Die dritte: Gerade im Ruhrgebiet fehlt oberirdisch Raum für nötige Erweiterungen. Von „sehr enger Infrastruktur“ spricht man beim Verkehrsverbund Rhein-Ruhr (VRR) mit Blick auf die aktuelle Lage. Die Bahnhöfe lägen „extrem nahe beieinander“. Wohn- und Industriebebauungen reichen von Mülheim bis hinter Bochum vielfach bis nah an den Rand des Bahndamms. Genau das war der Grund dafür, dass die Planer einer „Rheinisch-Westfälischen Städtebahn“ in den 1920er-Jahren die eigene Trasse unter den Innenstädten des Ruhrgebiets in Tunnel verlegen wollten. Diese Pläne dürften heute noch viel weiter von der Wirklichkeit entfernt sein als vor einem knappen Jahrhundert — als Siemens, AEG und RWE die Idee der nie verwirklichten „Städtebahn“ zu Papier brachten.
Geplanter Ausbau
Was ist im Revier konkret geplant?
Wenn es im Ruhrgebiets-Abschnitt überhaupt bauliche Veränderungen gibt, werden sie „punktuell“ sein, heißt es im RRX-Konzept. In Mülheim/Ruhr werden danach vier neue Weichen entstehen als „neue Abzweigstelle“, zusätzlich noch „Anpassungen an der Oberleitung“. Ein Gleiswechsel der Züge bei Tempo 100 soll dadurch möglich werden.
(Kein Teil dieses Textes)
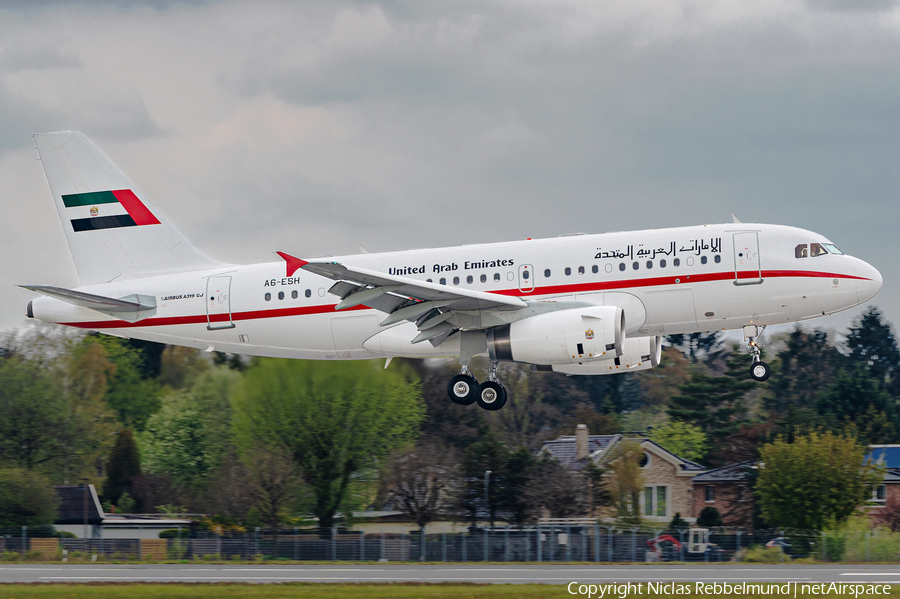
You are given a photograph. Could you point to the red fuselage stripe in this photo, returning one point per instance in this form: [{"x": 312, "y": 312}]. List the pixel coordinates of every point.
[{"x": 549, "y": 290}]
Zwischen Essen und Bochum sind neue Weichen zwischen den heutigen Fernbahn- und S-Bahn-Gleisen und eine neue Verbindungskurve in Bochum-Langendreer geplant, damit die heutigen Regionalzug-Linien Siegen-Essen und Hagen-Bochum-Essen auf die S-Bahn-Trasse gelegt werden können.
Im Westen des Dortmunder Hauptbahnhofs werden ebenfalls nur neue Weichen eingebaut. Östlich der Bahnsteige kommt es nach den Plänen dagegen zu größeren Umbauten. Hier „wird das Gleisfeld deutlich erweitert“, und neue Ein- und Ausfahrten geschaffen, um vorgesehene RRX-Zweiglinien nach Münster und Hamm unterzubringen. Der eigentlichen Kernlinie Dortmund-Köln, die im Dortmunder Hauptbahnhof von Westen her endet, kommt das nicht zugute.
Gibt es Entlastungs-Alternativen?
Ja. Aber sie sind brisant. Eine dieser Entlastungen der Revier-Strecke ist vor 15 Jahren von der Bahn selbst entwickelt worden. Sie lief darauf hinaus, weniger ICE-Züge durchs Revier zu führen.
Rückblende: Damals setzte die Politik auf den Bau einer Magnetbahn, den „Metrorapid“. Wie der RRX sollte auch er — allerdings auf eigener Hochtrasse und alle zehn Minuten — Dortmund mit Köln verbinden. Im Erläuterungsbericht der damaligen Machbarkeitsstudie schlug die Bahn AG „für Fahrgäste im Korridor Düsseldorf — Dortmund“ die Nutzung der Magnetbahn „als Alternative zum Fernverkehr“ vor. Im Klartext: ICE-Züge, die bis dahin nach den geltenden Fahrplänen im Ruhrgebiet endeten, sollten von Süden und Westen kommend in Düsseldorf, von Norden und Osten her in Dortmund Schluss machen. Die Großstädte Duisburg, Essen und Bochum wären von täglich mehreren ICE-Linien nicht mehr angefahren worden. Die Kunden hätten für diesen Abschnitt auf den schnellen Regionalverkehr umsteigen müssen. Ob die Bahn auf so eine Idee auch im Zusammenhang mit dem RRX zurückkommt? Das ist unsicher.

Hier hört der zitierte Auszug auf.